Census: Residents fleeing Baltimore in record numbers
Since 2015, Baltimore has experienced a record loss of population, according to the US Census Bureau. The reasons are plain enough, according to Dan Rodricks of the Baltimore Sun:
An insane rate of shootings and homicides; the continued movement of families to the suburbs, something reflected in declining school enrollment; the persistent image of lawlessness since the April 2015 unrest; the shortage of police officers, low morale among cops who remain on the job, the turnover among commissioners; weak or uneven political leadership, and, as always, a property tax rate double the rate in the counties.
How bad is the exodus?
New annual estimates from the US Census Bureau show that Baltimore is continuing to shed inhabitants, bringing the overall population of Maryland’s biggest city down to what it was over 100 years ago.
The latest Census data shows that Baltimore lost more than 7,300 citizens during the 12 months that ended July 1. That’s a loss of 1.2% of the city’s population. It’s the fourth straight year of population decline for Baltimore while rival counties are attracting newcomers.
Baltimore has been hemorrhaging residents for a long time. In 1950, it was America’s sixth most populous city, a manufacturing dynamo with nearly a million residents, many employed by Bethlehem Steel. Over decades, with factories closed and “white flight” in the 1960s and ’70s followed by waves of “black flight,” it’s since shrunk to the country’s 30th largest.
Census data released Thursday suggests the city’s population is now just over 600,000 people. The population of the metropolis nicknamed “Charm City” stood at roughly 730,000 in 1920.

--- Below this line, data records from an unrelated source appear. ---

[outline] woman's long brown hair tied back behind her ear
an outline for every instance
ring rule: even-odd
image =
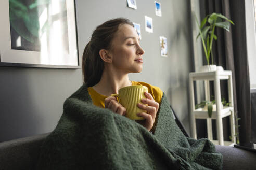
[[[116,18],[104,22],[96,27],[91,40],[84,48],[82,69],[83,81],[88,87],[97,84],[104,70],[104,61],[99,56],[99,50],[111,49],[111,44],[115,33],[120,25],[133,23],[126,18]]]

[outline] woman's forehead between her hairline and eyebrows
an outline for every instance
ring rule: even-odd
[[[138,34],[132,25],[120,25],[116,34],[116,39],[123,40],[126,37],[138,37]]]

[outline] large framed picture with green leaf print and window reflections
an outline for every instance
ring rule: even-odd
[[[1,0],[0,66],[80,68],[74,0]]]

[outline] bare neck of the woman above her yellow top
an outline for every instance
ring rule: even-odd
[[[118,94],[118,90],[126,86],[132,86],[128,74],[104,69],[100,81],[92,88],[101,95],[110,96]]]

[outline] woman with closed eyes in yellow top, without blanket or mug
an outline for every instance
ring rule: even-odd
[[[139,45],[139,37],[133,23],[125,18],[117,18],[99,25],[92,34],[91,41],[83,53],[83,77],[94,105],[105,107],[119,115],[125,115],[126,109],[117,102],[113,93],[120,88],[133,85],[148,87],[147,99],[138,107],[146,110],[137,116],[145,118],[140,122],[151,130],[156,120],[159,103],[162,98],[160,88],[144,82],[130,81],[129,73],[142,71],[144,50]],[[110,97],[108,97],[110,96]]]

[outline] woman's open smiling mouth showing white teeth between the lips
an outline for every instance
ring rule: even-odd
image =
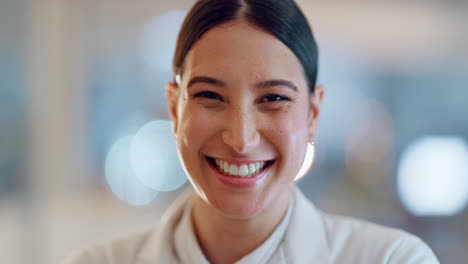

Of course, Baltimore isn't alone as far as US cities losing population. But it is unique in that city leaders appear to be trying their utmost to hasten its decline. Raising taxes instead of cutting them, hamstringing the police instead of allowing them to stem the violence, corrupt political leadership - it's a recipe for disaster.
So how to fix it? Rodricks wants the city to go all Angela Merkel:
Recruiting and welcoming immigrants was the best idea former Mayor Stephanie Rawlings-Blake had. So let’s go. Let’s renew that effort, with gusto. Why not create a city-supported group to interview migrant families at the border and suggest they settle here? There are several Maryland-based, immigrant-support organizations that could help with that effort. The state’s congressional delegation could say to the Trump administration: OK, we’ll take some of the migrant families held at the border, but we need federal subsidies for transportation, housing, job placement, public education for children and language classes for adults.

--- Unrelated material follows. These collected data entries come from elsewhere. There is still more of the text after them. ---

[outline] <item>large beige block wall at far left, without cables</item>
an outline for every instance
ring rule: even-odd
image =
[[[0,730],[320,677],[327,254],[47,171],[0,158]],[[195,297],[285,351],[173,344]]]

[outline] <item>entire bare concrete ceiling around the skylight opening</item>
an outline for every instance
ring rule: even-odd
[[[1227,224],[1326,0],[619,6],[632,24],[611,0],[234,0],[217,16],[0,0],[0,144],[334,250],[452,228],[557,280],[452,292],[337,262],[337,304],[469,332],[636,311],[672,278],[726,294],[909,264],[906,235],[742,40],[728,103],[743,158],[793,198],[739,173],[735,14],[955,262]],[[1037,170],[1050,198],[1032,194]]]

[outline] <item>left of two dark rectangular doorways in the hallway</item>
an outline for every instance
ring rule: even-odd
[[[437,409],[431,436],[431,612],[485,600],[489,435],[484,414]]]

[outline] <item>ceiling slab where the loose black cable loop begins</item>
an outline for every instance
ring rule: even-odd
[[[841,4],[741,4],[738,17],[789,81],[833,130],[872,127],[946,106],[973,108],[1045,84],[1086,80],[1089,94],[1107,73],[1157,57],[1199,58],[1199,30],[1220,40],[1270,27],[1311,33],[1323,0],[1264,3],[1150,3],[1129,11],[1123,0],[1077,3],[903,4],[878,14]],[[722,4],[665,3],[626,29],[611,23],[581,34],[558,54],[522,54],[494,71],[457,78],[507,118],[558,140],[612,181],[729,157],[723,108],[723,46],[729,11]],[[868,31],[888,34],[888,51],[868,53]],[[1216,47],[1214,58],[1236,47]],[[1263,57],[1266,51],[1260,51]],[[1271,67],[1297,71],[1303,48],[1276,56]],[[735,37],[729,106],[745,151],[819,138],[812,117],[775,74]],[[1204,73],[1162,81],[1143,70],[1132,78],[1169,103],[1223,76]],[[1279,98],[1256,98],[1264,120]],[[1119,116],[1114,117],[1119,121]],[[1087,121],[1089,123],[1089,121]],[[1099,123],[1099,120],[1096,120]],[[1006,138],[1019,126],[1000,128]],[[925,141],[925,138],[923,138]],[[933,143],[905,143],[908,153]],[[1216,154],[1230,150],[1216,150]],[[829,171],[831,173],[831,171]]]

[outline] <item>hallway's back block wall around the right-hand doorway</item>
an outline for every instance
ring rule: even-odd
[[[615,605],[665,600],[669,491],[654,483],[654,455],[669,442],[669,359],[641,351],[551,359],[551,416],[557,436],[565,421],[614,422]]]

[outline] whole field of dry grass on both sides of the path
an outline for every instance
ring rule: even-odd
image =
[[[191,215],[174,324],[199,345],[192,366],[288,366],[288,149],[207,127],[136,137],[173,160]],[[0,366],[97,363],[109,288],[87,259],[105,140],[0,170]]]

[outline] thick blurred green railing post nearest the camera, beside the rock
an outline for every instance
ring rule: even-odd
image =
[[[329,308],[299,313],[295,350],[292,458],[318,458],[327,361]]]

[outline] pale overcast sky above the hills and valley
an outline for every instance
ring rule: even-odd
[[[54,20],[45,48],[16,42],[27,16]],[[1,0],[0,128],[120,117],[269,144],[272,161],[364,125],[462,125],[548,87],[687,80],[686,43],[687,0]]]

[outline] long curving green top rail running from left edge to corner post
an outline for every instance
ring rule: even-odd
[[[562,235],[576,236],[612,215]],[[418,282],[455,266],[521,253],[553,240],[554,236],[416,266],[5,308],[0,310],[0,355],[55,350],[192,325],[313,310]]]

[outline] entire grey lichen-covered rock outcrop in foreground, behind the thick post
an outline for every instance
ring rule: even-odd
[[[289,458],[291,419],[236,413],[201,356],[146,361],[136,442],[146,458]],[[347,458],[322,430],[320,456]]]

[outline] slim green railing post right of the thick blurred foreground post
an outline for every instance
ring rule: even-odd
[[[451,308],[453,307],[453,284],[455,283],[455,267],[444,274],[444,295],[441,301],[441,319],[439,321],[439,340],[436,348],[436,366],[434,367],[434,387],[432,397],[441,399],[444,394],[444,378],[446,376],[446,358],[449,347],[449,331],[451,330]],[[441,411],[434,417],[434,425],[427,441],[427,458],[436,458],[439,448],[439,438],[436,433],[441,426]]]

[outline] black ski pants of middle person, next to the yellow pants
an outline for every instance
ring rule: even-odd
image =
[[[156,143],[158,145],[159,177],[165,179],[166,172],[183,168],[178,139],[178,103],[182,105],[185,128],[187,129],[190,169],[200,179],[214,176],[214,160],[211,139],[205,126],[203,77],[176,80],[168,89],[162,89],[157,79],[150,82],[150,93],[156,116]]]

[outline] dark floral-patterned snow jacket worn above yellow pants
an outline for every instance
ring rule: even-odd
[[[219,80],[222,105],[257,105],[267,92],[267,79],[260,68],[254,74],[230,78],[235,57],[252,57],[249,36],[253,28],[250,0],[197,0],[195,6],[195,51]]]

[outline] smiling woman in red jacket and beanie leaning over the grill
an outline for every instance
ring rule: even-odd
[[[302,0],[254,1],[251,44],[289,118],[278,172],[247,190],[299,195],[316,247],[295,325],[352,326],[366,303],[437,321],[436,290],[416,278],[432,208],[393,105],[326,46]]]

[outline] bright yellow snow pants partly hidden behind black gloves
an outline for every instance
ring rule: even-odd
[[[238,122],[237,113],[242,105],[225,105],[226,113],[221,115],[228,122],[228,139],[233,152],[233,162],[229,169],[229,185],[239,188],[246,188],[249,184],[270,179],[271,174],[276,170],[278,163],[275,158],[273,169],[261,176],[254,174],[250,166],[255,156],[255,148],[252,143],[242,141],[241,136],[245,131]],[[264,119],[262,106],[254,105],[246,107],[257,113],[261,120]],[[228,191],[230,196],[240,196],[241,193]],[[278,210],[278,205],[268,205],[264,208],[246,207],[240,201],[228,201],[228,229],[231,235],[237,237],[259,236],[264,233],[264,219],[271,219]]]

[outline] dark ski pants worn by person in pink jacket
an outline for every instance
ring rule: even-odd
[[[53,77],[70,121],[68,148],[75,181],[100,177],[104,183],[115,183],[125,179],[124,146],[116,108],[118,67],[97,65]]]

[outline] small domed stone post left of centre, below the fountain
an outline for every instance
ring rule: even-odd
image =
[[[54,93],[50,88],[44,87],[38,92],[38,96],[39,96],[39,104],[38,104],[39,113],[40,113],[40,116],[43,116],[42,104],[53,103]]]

Why not set aside some city-owned, abandoned rowhouses and sell them to immigrant families that, like local families already in the program, establish stable incomes and agree to work with Habitat for Humanity of the Chesapeake to renovate and inhabit them? Follow Baltimore’s previous dollar-house model: Require families who get this benefit to live in the home for at least five years and, further, to enroll their kids in city schools.
Former German Chancellor Angela Merkel tried the exact same thing and not only lost her job, but changed the character of Germany forever. But specifically, who does Rodricks think is knocking on the door at the border to get in? College educated, middle class refugees? Or poor, uneducated migrants with few job skills?
I have no doubt many of those migrants are eager to work. They walked all the way here, most of them, and studies show that given the opportunity, they'd be taxpaying contributors to society.
But they would still be a drain on local and federal resources. For how long is hard to say. Some would certainly need public assistance for the rest of their lives. This has been the experience of European countries that welcomed millions of migrants. At the very least, it's something that should be seriously considered before Baltimore takes Trump up on his offer for migrants to settle there.